Ich bin sehr gerne in den Bergen, obwohl ich Niederbayerin bin. Aber ich würde für eine Rolle zum Beispiel auch nach Hamburg gehen. Heimat ist dort, wo man liebt und geliebt wird.

Wer ist das in erster Linie für dich?

Meine Kinder. Sie schauen übrigens meine Filme nicht an. Der Jüngere höchstens mal eine Szene, in der ich vorkomme. Der Ältere hätte es, glaube ich, lieber, wenn ich einen „normalen“ Beruf hätte.

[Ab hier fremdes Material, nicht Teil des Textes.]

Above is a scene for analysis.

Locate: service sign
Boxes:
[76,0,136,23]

Wer ist dir sonst noch wichtig?

Früher war ich Einzelkämpferin, aber in den letzten Jahren habe ich so viele für mich wichtige Menschen kennengelernt. Es tut gut, wenn ich nur ein paar Telefonate machen muss und dann weiß ich, die machen das. Ich habe auch einen Coach, diesen Austausch finde ich ganz wichtig. Ich bin einfach gerne mit „echten“ Künstlern zusammen. Angerer der Jüngere  (siehe Bericht in dieser Ausgabe) oder Paul Zauner (österreichischer Jazzposaunist und Musikproduzent, Anm. der Redaktion) sind für mich Menschen, die etwas Bleibendes schaffen, mehr als mancher Promischauspieler.

Die obligatorische Frage: Gibt es einen schauspielerischen Traum?

Ich würde gerne mal in einem klassischen Liebesfilm die Hauptrolle spielen, Pretty Woman oder so, das wäre was!

Was meinst du: Wird der Traum wahr?

Bei einer Sommerakademie wurden wir Jungschauspieler einmal gebeten, den Filmpreis zu überreichen. Ich war die einzige, die abgelehnt hat. Ich wollte den Filmpreis nicht überreichen, ich wollte ihn kriegen. Etliche Jahre später habe ich ihn bekommen. Du musst Visionen und Vertrauen haben.